As análises e abordagens do sistema político brasileiro, como de resto a avaliação que dele todos fazemos periodicamente, têm sempre por foco a conjuntura e por objetivo a justificativa de nossas próprias convicções. E, quaisquer que elas sejam, seguem o modelo tradicional que oscila entre o ufanismo de um lado e o pessimismo do outro.

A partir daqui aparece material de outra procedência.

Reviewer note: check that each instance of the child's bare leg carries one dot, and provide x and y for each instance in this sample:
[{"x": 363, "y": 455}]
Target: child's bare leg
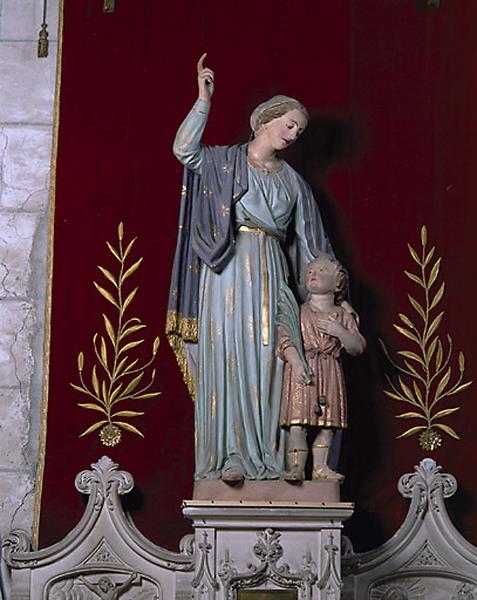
[
  {"x": 297, "y": 453},
  {"x": 321, "y": 451}
]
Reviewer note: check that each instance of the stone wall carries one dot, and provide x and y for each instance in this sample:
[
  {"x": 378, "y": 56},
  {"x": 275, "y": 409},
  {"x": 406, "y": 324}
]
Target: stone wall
[{"x": 26, "y": 125}]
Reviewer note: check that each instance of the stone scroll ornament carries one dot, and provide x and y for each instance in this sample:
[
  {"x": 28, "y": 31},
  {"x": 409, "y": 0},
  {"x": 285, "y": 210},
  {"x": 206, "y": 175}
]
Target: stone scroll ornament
[
  {"x": 117, "y": 375},
  {"x": 426, "y": 376}
]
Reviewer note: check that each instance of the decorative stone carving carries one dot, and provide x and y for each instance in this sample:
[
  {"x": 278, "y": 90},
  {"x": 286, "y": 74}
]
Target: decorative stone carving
[
  {"x": 104, "y": 587},
  {"x": 464, "y": 591},
  {"x": 426, "y": 558},
  {"x": 269, "y": 551},
  {"x": 204, "y": 581},
  {"x": 400, "y": 589},
  {"x": 101, "y": 554},
  {"x": 103, "y": 481},
  {"x": 330, "y": 580},
  {"x": 429, "y": 484}
]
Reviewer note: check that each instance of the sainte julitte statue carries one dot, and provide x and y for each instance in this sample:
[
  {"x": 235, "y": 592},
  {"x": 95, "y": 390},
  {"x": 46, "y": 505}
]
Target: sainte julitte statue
[{"x": 248, "y": 222}]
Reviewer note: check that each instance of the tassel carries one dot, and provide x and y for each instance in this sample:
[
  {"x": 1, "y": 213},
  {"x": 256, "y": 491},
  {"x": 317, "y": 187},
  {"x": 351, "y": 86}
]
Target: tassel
[
  {"x": 43, "y": 35},
  {"x": 43, "y": 42},
  {"x": 109, "y": 6}
]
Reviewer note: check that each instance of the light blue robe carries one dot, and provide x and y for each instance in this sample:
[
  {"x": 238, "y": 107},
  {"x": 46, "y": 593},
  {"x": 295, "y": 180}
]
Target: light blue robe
[{"x": 239, "y": 378}]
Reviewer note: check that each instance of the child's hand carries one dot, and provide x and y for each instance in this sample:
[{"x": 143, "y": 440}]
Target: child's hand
[
  {"x": 300, "y": 375},
  {"x": 332, "y": 327}
]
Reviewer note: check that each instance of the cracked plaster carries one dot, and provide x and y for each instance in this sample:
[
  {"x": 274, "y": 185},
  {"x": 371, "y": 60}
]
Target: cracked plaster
[
  {"x": 17, "y": 324},
  {"x": 28, "y": 83},
  {"x": 16, "y": 499},
  {"x": 26, "y": 117},
  {"x": 17, "y": 236},
  {"x": 21, "y": 20},
  {"x": 24, "y": 167},
  {"x": 14, "y": 429}
]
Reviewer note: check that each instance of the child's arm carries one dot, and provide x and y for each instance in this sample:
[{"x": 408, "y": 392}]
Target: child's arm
[
  {"x": 286, "y": 351},
  {"x": 298, "y": 369},
  {"x": 348, "y": 334}
]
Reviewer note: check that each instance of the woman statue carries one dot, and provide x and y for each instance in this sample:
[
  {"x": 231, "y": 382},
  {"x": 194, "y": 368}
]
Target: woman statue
[{"x": 248, "y": 222}]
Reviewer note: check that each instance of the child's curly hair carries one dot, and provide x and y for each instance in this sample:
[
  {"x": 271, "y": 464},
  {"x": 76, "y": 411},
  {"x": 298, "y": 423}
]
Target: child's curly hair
[{"x": 342, "y": 281}]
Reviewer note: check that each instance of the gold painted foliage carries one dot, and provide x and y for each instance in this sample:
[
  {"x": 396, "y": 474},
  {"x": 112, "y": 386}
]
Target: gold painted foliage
[
  {"x": 117, "y": 377},
  {"x": 426, "y": 376}
]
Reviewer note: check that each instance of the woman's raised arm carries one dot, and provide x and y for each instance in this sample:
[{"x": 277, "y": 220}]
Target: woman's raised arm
[{"x": 187, "y": 147}]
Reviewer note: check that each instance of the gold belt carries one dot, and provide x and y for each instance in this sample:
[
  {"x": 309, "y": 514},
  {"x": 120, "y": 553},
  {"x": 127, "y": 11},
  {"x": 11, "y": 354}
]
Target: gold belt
[{"x": 265, "y": 279}]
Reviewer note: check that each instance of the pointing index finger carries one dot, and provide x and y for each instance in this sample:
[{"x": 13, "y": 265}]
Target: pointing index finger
[{"x": 200, "y": 64}]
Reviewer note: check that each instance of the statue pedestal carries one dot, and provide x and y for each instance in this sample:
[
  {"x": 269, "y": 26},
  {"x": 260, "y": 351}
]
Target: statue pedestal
[{"x": 286, "y": 549}]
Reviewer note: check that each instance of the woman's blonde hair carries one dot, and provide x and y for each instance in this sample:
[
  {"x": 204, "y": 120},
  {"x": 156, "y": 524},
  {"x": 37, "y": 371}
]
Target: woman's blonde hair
[{"x": 275, "y": 108}]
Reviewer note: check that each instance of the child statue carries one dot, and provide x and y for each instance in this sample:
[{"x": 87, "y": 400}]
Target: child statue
[{"x": 313, "y": 393}]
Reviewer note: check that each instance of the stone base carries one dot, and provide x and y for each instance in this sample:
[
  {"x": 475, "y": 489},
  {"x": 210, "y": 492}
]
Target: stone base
[
  {"x": 267, "y": 546},
  {"x": 319, "y": 491}
]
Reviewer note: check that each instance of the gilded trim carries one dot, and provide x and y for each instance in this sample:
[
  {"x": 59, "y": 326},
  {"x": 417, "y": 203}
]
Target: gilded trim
[
  {"x": 48, "y": 287},
  {"x": 180, "y": 329}
]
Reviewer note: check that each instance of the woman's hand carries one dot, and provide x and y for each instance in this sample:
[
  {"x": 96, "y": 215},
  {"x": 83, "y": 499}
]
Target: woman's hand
[{"x": 205, "y": 80}]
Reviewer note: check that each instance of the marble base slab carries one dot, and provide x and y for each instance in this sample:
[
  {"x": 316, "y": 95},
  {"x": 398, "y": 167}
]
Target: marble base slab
[
  {"x": 318, "y": 491},
  {"x": 259, "y": 546}
]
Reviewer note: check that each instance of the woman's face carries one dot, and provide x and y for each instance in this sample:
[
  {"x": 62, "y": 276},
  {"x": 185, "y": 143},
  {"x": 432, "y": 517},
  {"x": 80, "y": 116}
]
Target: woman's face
[{"x": 282, "y": 132}]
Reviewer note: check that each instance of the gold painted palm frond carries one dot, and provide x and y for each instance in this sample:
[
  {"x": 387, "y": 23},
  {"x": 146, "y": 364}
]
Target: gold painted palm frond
[
  {"x": 426, "y": 375},
  {"x": 116, "y": 377}
]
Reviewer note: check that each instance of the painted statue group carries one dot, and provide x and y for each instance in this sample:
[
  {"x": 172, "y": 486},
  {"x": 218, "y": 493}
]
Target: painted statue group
[{"x": 265, "y": 371}]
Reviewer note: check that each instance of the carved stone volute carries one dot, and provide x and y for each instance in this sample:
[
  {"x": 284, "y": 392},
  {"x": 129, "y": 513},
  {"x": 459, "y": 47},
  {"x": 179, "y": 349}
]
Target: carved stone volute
[
  {"x": 427, "y": 485},
  {"x": 104, "y": 481},
  {"x": 17, "y": 541}
]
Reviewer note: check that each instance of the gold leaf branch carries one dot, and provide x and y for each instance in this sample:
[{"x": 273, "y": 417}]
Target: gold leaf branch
[
  {"x": 116, "y": 377},
  {"x": 425, "y": 373}
]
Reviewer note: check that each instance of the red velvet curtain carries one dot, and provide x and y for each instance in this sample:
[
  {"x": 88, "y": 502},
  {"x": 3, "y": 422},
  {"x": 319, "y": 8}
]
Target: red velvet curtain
[{"x": 390, "y": 147}]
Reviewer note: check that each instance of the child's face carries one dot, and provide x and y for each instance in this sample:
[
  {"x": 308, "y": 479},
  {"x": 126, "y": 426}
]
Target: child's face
[{"x": 321, "y": 277}]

O excesso de otimismo e o excesso de pessimismo constituem, a meu ver, os principais enganos e a maioria dos desenganos das avaliações de nosso sistema político. Por isso mesmo, é necessário considerá-lo com realismo. Uma dessas visões pode ser encontrada no livro Conciliação e reforma no Brasil, do historiador José Honório Rodrigues, publicado em 1964. Nele, o autor ressalta as extraordinárias conquistas de um povo escasso num vastíssimo território e afirma que “o divórcio entre o poder e a sociedade é a principal fonte de instabilidade política que se manifesta entre nós quase permanentemente, e não apenas nos momentos de transição do poder”, como afirmam alguns.

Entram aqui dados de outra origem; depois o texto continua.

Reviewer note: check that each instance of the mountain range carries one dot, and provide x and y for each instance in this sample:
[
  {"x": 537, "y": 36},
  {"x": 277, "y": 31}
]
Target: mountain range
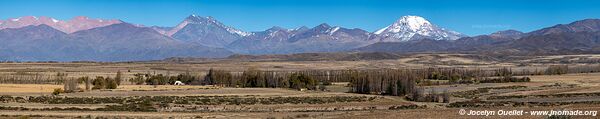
[{"x": 33, "y": 38}]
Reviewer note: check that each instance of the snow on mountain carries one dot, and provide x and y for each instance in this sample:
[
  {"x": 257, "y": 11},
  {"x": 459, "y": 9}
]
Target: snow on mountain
[
  {"x": 194, "y": 19},
  {"x": 76, "y": 24},
  {"x": 411, "y": 27}
]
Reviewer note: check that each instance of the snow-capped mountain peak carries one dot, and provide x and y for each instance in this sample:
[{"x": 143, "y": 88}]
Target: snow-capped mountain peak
[
  {"x": 210, "y": 20},
  {"x": 76, "y": 24},
  {"x": 407, "y": 27}
]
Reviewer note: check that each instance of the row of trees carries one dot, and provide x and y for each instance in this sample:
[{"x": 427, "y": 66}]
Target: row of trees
[{"x": 72, "y": 85}]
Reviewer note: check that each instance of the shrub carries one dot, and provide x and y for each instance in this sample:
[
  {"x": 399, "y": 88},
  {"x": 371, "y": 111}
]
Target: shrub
[{"x": 57, "y": 91}]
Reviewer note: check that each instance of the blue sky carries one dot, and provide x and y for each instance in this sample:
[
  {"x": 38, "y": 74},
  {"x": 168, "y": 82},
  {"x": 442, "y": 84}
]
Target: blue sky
[{"x": 471, "y": 17}]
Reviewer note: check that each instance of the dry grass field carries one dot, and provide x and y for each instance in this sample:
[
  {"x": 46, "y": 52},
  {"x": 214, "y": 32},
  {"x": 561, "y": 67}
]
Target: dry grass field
[{"x": 574, "y": 91}]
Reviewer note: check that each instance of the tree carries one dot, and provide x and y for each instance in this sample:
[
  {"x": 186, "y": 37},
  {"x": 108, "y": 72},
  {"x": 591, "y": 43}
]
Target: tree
[
  {"x": 118, "y": 77},
  {"x": 99, "y": 83}
]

Acredito que essa instabilidade estrutural, que é reiterativa e resultado das crises por que periodicamente passamos, explica por que, nos últimos 200 anos, fomos o país que mais mudanças institucionais realizou. Transitamos pelas formas de Estado, passando de unitário a federativo. Mudamos a forma de governo, tendo experimentado o sistema monárquico e o republicano. Testamos por duas vezes tanto o parlamentarismo informal do Império, quanto o meramente formal da República. E persistimos no presidencialismo. Da mesma forma, tivemos no Império uma religião oficial do Estado, passando a Estado leigo na República, muito embora sejamos um país em que a proliferação de seitas e crenças religiosas se expandiu com extraordinária e inusitada velocidade nos últimos 30 ou 40 anos.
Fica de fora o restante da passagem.